So far, none of the sample programs has touched on the concept of transparency when rendering models and textures. But in real game programs, textures are often pasted onto polygons with parts that are transparent.

The so-called alpha value plays a large role in such scenes, with the transparency of those pixels controlled according to the alpha value. Strictly speaking, the alpha value does not define the transparency but rather the opacity of the pixels, so the higher the alpha value the greater the opaqueness.

In this chapter, we explain texture mapping with regards to the alpha value so you know how to express transparent models and textures. Then we will touch on the Blender, which is positioned after the Combiner in the RDP pipeline (see Figure 5-1), so you have a firm foundation for the explanations in and after Chapter 6.

Figure 5-1 The RDP pipeline structure (1-Cycle mode)

The Combiner can perform linear arithmetic on the alpha value to determine the output alpha in the same way that it performs calculations on RGB color.
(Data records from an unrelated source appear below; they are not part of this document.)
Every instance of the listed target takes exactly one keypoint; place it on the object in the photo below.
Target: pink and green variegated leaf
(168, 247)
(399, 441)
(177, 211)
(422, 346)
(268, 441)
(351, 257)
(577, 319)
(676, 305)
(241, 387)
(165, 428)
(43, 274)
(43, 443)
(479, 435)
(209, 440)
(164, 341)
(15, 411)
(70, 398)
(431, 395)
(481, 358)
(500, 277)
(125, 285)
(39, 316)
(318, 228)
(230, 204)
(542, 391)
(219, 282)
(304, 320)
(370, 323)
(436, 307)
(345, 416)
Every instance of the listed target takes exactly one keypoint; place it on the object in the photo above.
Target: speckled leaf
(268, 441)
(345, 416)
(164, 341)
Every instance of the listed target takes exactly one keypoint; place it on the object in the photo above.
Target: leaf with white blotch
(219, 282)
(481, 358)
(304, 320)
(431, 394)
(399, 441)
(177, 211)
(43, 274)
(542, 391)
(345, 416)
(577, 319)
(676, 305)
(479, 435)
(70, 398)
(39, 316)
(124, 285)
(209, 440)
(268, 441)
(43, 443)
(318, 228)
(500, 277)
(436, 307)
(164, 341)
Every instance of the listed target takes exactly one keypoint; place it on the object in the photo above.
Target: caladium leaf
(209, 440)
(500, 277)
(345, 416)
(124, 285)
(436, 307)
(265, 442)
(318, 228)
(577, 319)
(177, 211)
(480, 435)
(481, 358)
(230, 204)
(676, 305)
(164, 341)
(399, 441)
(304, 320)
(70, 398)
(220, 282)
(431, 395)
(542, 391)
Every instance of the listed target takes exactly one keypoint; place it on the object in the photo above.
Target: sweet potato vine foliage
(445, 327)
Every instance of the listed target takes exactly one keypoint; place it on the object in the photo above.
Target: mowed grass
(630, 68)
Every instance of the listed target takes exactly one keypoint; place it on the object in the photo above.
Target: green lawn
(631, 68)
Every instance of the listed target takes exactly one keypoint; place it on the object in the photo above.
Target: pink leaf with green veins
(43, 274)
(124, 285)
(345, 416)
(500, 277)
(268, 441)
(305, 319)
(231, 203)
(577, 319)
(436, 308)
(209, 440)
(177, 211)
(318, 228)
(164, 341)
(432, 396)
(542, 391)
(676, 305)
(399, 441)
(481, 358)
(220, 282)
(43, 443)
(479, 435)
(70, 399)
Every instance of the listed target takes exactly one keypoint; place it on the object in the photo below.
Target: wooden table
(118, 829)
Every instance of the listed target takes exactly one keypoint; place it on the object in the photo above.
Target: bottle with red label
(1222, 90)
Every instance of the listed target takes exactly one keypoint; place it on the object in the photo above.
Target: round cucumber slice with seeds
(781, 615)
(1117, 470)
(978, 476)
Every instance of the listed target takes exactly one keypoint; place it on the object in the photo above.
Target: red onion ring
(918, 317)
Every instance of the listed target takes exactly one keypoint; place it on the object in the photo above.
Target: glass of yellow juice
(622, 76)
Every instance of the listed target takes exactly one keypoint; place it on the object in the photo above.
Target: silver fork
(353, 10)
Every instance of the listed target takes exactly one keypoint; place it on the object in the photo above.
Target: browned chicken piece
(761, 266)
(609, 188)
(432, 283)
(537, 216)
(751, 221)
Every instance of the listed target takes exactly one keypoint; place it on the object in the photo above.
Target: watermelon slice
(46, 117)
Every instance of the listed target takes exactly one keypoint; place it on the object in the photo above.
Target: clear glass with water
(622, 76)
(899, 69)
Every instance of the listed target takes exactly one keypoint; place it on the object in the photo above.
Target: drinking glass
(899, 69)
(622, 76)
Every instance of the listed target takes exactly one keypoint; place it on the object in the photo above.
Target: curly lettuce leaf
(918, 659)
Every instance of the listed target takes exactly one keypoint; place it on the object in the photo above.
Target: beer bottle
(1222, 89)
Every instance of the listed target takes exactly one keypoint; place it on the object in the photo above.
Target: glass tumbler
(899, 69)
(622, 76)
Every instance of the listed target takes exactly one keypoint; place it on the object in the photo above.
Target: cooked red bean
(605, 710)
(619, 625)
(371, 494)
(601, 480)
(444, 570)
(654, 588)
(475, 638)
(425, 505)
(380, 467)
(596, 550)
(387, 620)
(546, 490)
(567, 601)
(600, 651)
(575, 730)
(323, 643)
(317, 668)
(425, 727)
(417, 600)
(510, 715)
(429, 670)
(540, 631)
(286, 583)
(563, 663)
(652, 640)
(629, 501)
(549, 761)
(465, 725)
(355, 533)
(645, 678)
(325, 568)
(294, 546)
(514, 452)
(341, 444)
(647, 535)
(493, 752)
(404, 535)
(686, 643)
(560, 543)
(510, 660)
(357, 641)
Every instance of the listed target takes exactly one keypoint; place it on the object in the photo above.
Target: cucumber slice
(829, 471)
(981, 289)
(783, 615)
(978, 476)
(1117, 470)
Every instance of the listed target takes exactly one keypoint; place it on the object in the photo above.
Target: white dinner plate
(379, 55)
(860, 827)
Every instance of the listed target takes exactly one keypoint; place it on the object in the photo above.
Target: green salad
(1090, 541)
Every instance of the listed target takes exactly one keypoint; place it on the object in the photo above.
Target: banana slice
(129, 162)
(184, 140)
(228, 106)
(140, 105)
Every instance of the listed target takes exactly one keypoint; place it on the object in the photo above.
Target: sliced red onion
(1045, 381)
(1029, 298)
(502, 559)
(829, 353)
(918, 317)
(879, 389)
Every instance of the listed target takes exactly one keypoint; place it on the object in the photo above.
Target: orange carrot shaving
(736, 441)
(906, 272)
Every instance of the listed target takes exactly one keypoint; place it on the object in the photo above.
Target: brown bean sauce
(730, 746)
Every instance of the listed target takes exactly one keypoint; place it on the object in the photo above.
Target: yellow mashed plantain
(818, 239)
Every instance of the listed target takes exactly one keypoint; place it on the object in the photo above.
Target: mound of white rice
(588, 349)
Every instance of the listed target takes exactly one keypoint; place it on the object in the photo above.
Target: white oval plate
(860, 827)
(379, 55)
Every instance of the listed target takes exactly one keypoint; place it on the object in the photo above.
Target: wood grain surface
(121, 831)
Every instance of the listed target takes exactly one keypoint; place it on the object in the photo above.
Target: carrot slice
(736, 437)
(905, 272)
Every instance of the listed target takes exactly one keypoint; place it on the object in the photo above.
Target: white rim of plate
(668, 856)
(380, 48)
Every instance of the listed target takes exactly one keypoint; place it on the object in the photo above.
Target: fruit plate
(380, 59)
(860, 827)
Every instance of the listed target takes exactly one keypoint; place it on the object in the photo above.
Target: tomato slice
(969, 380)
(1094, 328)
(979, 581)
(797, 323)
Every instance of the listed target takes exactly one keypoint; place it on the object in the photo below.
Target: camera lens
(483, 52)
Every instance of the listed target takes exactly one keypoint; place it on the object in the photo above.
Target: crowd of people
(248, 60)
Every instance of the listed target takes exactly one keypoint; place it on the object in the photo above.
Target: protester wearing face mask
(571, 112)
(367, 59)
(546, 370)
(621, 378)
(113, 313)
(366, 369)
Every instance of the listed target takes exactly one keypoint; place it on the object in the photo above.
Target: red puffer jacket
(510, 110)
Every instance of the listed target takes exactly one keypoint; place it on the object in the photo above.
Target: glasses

Think of this process as being performed inside the Combiner by the Alpha Combiner. The Alpha Combiner, like the Color Combiner, performs linear arithmetic to calculate the output alpha from the various source alphas.

Output alpha = (a - b) * c + d

The source alphas that can be selected for each of these coefficients are shown in Figure 5-2.

Figure 5-2 Alpha Combiner input source

The Alpha Combiner is remarkably similar to the Color Combiner in terms of operation and input source, so it should not be difficult to understand. However, as touched on in the previous chapter, you need to remember that with intensity textures, the intensity is automatically used for the texel alpha.